Regex – Regular expression that matches between quotes, containing escaped quotes

pcreregex

This was originally a question I wanted to ask, but while researching the details for the question I found the solution and thought it may be of interest to others.

In Apache, the full request is in double quotes and any quotes inside are always escaped with a backslash:

1.2.3.4 - - [15/Apr/2005:20:35:37 +0200] "GET /\" foo=bat\" HTTP/1.0" 400 299 "-" "-" "-"

I'm trying to construct a regex which matches all distinct fields. My current solution always stops on the first quote after the GET/POST (actually I only need all the values including the size transferred):

^(\d+\.\d+\.\d+\.\d+)\s+[^\s]+\s+[^\s]+\s+\[(\d+)/([A-Za-z]+)/(\d+):(\d+):(\d+):(\d+)\s+\+\d+\]\s+"[^"]+"\s+(\d+)\s+(\d+|-)

I guess I'll also provide my solution from my PHP source with comments and better formatting:

$sPattern = ';^' .
    # ip address: 1
    '(\d+\.\d+\.\d+\.\d+)' .
    # ident and user id
    '\s+[^\s]+\s+[^\s]+\s+' .
    # 2 day/3 month/4 year:5 hh:6 mm:7 ss +timezone
    '\[(\d+)/([A-Za-z]+)/(\d+):(\d+):(\d+):(\d+)\s+\+\d+\]' .
    # whitespace
    '\s+' .
    # request uri
    '"[^"]+"' .
    # whitespace
    '\s+' .
    # 8 status code
    '(\d+)' .
    # whitespace
    '\s+' .
    # 9 bytes sent
    '(\d+|-)' .
    # end of regex
    ';';

Using this with a simple case where the URL doesn't contain other quotes works fine:

1.2.3.4 - - [15/Apr/2005:20:35:37 +0200] "GET /\ foo=bat\ HTTP/1.0" 400 299 "-" "-" "-"

Now I'm trying to get support for none, one or more occurrences of \" into it, but can't find a solution. Using regexpal.com I've came up with this so far:

^(\d+\.\d+\.\d+\.\d+)\s+[^\s]+\s+[^\s]+\s+\[(\d+)/([A-Za-z]+)/(\d+):(\d+):(\d+):(\d+)\s+\+\d+\]\s+"(.|\\(?="))*"

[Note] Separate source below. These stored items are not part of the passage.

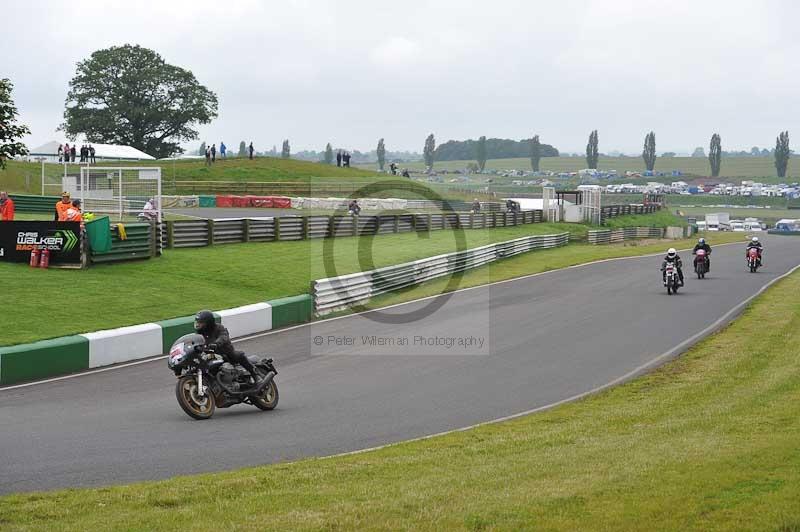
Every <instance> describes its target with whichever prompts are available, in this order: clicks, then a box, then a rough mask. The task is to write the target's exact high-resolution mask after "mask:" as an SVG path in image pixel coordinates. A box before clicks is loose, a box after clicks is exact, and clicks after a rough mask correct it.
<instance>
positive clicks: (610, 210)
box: [600, 203, 661, 223]
mask: <svg viewBox="0 0 800 532" xmlns="http://www.w3.org/2000/svg"><path fill="white" fill-rule="evenodd" d="M660 209H661V205H659V204H655V203H651V204H649V205H604V206H602V207H601V208H600V220H601V222H600V223H603V221H604V220H606V218H615V217H617V216H627V215H629V214H650V213H654V212H656V211H658V210H660Z"/></svg>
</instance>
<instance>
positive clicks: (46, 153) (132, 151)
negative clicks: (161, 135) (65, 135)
mask: <svg viewBox="0 0 800 532" xmlns="http://www.w3.org/2000/svg"><path fill="white" fill-rule="evenodd" d="M61 144H63V143H61ZM75 144H76V145H77V146H78V149H80V147H81V146H83V145H84V144H91V145H92V146H93V147H94V152H95V155H94V156H95V158H97V159H114V160H121V161H154V160H155V157H152V156H150V155H147V154H146V153H145V152H143V151H140V150H137V149H136V148H134V147H132V146H120V145H118V144H98V143H95V142H79V141H76V142H75ZM69 145H70V146H72V145H73V143H71V142H70V143H69ZM58 146H59V142H57V141H55V140H53V141H50V142H48V143H47V144H42V145H41V146H38V147H36V148H33V149H32V150H30V153H29V154H28V157H58Z"/></svg>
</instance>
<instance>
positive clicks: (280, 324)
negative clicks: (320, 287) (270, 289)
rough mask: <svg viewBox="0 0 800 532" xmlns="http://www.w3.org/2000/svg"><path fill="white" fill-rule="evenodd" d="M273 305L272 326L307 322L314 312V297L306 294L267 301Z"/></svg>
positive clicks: (270, 303)
mask: <svg viewBox="0 0 800 532" xmlns="http://www.w3.org/2000/svg"><path fill="white" fill-rule="evenodd" d="M267 303H269V304H270V305H271V306H272V328H273V329H277V328H278V327H283V326H285V325H292V324H295V323H305V322H307V321H310V320H311V316H312V314H313V313H314V299H313V298H312V297H311V296H310V295H308V294H304V295H301V296H293V297H284V298H281V299H273V300H272V301H267Z"/></svg>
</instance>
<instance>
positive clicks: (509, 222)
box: [162, 211, 542, 248]
mask: <svg viewBox="0 0 800 532" xmlns="http://www.w3.org/2000/svg"><path fill="white" fill-rule="evenodd" d="M539 222H542V211H523V212H516V213H511V212H492V213H469V212H453V213H443V214H439V213H413V214H412V213H408V214H381V215H369V216H276V217H273V218H268V217H264V218H244V219H229V220H169V221H167V222H165V223H164V224H163V235H162V238H163V240H164V242H165V246H166V247H168V248H180V247H199V246H212V245H215V244H228V243H234V242H269V241H275V240H306V239H312V238H331V237H342V236H363V235H380V234H394V233H407V232H421V231H436V230H441V229H486V228H493V227H512V226H516V225H523V224H531V223H539Z"/></svg>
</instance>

Here's only the changed part:

    # request uri
    '"(.|\\(?="))*"' .

However, it's too greedy. It eats everything until the last ", when it should only eat until the first " not preceded by a \. I also tried introducing the requirement that there's no \ before the " I want, but it still eats to the end of the string (Note: I had to add extraneous \ characters to make this work in PHP):

    # request uri
    '"(.|\\(?="))*[^\\\\]"' .

But then it hit me: *?: If used immediately after any of the quantifiers , +, ?, or {}, makes the quantifier non-greedy (matching the minimum number of times)

    # request uri
    '"(.|\\(?="))*?[^\\\\]"' .

The full regex:

^(\d+\.\d+\.\d+\.\d+)\s+[^\s]+\s+[^\s]+\s+\[(\d+)/([A-Za-z]+)/(\d+):(\d+):(\d+):(\d+)\s+\+\d+\]\s+"(.|\\(?="))*?[^\\]"\s+(\d+)\s+(\d+|-)

Update 5th May 2009:

I discovered a small flaw in the regexp due parsing millions of lines: it breaks on lines which contain the backslash character right before the double quote. In other words:

...\\"

will break the regex. Apache will not log ...\" but will always escape the backslash to \\, so it's safe to assume that when there're two backslash characters before the double quote.

Anyone has an idea how to fix this with the the regex?

Helpful resources: the JavaScript Regexp documentation at developer.mozilla.org and regexpal.com

Best Solution

Try this:

"(?:[^\\"]+|\\.)*"

This regular expression matches a double quote character followed by a sequence of either any character other than \ and " or an escaped sequence \α (where α can be any character) followed by the final double quote character. The (?:expr) syntax is just a non-capturing group.